Najciekawsza jest jednak decyzja o wyborze Polski na lokalizację centrum badań i rozwoju. To jedyna tego typu placówka inżynieryjna Ubera, poza USA (oprócz Krakowa, takie placówki działają tylko w Nowym Jorku i San Francisco). Firma do końca 2019 r. zainwestuje w centrum 11 mln zł. Jednostka zatrudniaobecnie 20 inżynierów i programistów, którzy będą opracowywać globalne rozwiązania dla Ubera. Chodzi o rozwój usługi wypożyczania elektrycznych rowerów — Jump, oraz elektrycznych hulajnóg. Krakowski zespół będzie odpowiedzialny za pracę nad samą aplikacją do wypożyczania, jak również za projektowanie kolejnych wersji samych pojazdów. Rozwiązania z zakresu nowych form mobilności są kluczowe dla nowej strategii biznesowej Ubera na świecie. Firma ma bowiem ambicję udostępnienia różnych form przejazdów w jednej aplikacji — za pomocą jednego kliknięcia trasa przejazdu z punktu A do B będzie tworzyć się automatycznie, korzystając z przejazdów samochodem, rowerem elektrycznym, hulajnogą czy transportem publicznym. Wszystko na skalę globalną. Pytanie, kiedy rowery czy hulajnogi Ubera pojawią się w polskich miastach, skwitowano stwierdzeniem „bez komentarza” Kolejną nowością jest podniesienie rangi warszawskiego biura spółki.
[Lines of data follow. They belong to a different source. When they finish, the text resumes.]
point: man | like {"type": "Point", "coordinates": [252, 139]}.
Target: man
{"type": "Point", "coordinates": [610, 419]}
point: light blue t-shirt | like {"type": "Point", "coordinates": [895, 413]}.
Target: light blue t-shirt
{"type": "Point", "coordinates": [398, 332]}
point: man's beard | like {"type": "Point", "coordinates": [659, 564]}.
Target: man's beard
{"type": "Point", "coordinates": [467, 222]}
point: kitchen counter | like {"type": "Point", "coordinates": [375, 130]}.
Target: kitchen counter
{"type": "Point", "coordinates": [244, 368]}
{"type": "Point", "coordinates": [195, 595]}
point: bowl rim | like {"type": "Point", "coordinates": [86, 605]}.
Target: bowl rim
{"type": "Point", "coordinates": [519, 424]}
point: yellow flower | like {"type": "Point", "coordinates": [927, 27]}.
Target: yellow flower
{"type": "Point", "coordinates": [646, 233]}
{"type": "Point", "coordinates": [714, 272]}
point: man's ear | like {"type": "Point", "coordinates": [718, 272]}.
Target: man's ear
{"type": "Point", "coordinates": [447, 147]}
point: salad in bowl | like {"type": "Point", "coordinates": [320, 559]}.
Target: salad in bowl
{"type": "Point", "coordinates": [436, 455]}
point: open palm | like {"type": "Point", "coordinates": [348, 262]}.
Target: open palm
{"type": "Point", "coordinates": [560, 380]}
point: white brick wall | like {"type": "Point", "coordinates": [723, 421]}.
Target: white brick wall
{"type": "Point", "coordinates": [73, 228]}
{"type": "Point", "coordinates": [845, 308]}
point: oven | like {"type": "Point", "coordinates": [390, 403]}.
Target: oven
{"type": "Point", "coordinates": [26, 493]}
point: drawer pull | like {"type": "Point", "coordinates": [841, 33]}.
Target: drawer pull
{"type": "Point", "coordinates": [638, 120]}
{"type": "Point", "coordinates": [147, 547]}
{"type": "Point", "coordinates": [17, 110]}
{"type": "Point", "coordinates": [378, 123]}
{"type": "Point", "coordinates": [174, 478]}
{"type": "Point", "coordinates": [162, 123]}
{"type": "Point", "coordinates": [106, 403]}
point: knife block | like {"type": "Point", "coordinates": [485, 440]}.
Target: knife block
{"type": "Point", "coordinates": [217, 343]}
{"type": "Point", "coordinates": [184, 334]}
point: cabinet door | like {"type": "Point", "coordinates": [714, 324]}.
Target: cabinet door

Od teraz jest to centrum biznesowe dla rozwoju strategicznego platform Uber i UberEats w Europie Środkowo-Wschodniej. Co to oznacza?
— To w Warszawie będą zapadały wszystkie kluczowe decyzje biznesowe związane z rozwojem aplikacji Uber i Uber Eats, wliczając w to strategię biznesową, planowanie nowych inwestycji, pracę nad nowymi rozwiązaniami z zakresu mobilności miejskiej, rozwój kadr czy zmiany w aplikacji — opowiada Jamie Heywood.
W stołecznym biurze Ubera do końca roku pracować będzie 60 specjalistów.
Polskie protesty
Ogłoszenie nowych planów Ubera odbyło się w Ministerstwie Cyfryzacji, tuż po spotkaniu przedstawicieli amerykańskiej spółki z Markiem Zagórskim, ministrem cyfryzacji i Andrzejem Adamczykiem, szefem resortu infrastruktury. Obaj nie kryli zadowolenia z decyzji Ubera.
— To doskonała wiadomość, że Uber będzie rozwijał centrum inżynieryjne w Krakowie, które odpowiada za najnowszy projekt firmy, czyli rower Jump. Cała koncepcja będzie powstawała w Polsce przy wykorzystaniu polskiej myśli inżynieryjnej — mówi Marek Zagórski.
Andrzej Adamczyk, minister infrastruktury, cieszy się, że Uber inwestuje w Polsce, przede wszystkim w młodych polskich inżynierów, którzy dzięki tym projektom będą tworzyli nowoczesne technologie transportowe, pozwalające organizować bezpieczną komunikację.
— Cieszymy się, że dzięki tej inicjatywie kolejni inżynierowie znajdą pracę w Polsce i nie będą musieli jej szukać poza granicami — mówi Andrzej Adamczyk.
Dużo mniej zadowoleni byli taksówkarze, którzy podczas trwania konferencji zorganizowali pod budynkiem Ministerstwa Cyfryzacji protest. Od dawna domagają się od rządu wprowadzenia przepisów, które utrudnią funkcjonowanie w Polsce takim firmom jak Uber.
Minister Andrzej Adamczyk jeszcze podczas konferencji zapewniał, że prace nad nowymi przepisami trwają.
Szukamy rozwiązań, które pogodzą ze sobą w zasadzie sprzeczne interesy i pozostaną w zgodzie z rozwijającą się technologią i możliwościami, jakie ona daje — mówi Andrzej Adamczyk.